World swimming would also establish a new, “open” category for athletes who identify as women but do not meet the requirement to compete against people who were female at birth.
More than 70 percent of FINA’s member federations voted to adopt the policy, which was devised by a working group set up in November that included athletes, scientists and medical and legal experts.

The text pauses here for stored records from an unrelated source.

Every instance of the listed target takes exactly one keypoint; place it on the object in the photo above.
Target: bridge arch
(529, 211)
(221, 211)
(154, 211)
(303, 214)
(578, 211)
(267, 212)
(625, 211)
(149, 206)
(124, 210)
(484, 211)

The policy will go into effect Monday, just days after the start of the world swimming championships in Budapest.
“We have to protect the rights of our athletes to compete, but we also have to protect competitive fairness at our events, especially the women’s category at FINA competitions,” Husain al-Musallam, the president of the federation, said in statement.
There are no transgender women competing at the world swimming championships.
The move, however, came just three months after Lia Thomas became the first transgender woman to win an N.C.A.A. Division I swimming championship — she won the 500-yard women’s freestyle — putting a spotlight on the issue. She has said little about her win, but recently told Sports Illustrated: “I’m not a man. I’m a woman, so I belong on the women’s team.” She has also said that she hopes to try to qualify for the U.S. Olympic team in 2024. Under the new rule, she would not be eligible to compete there.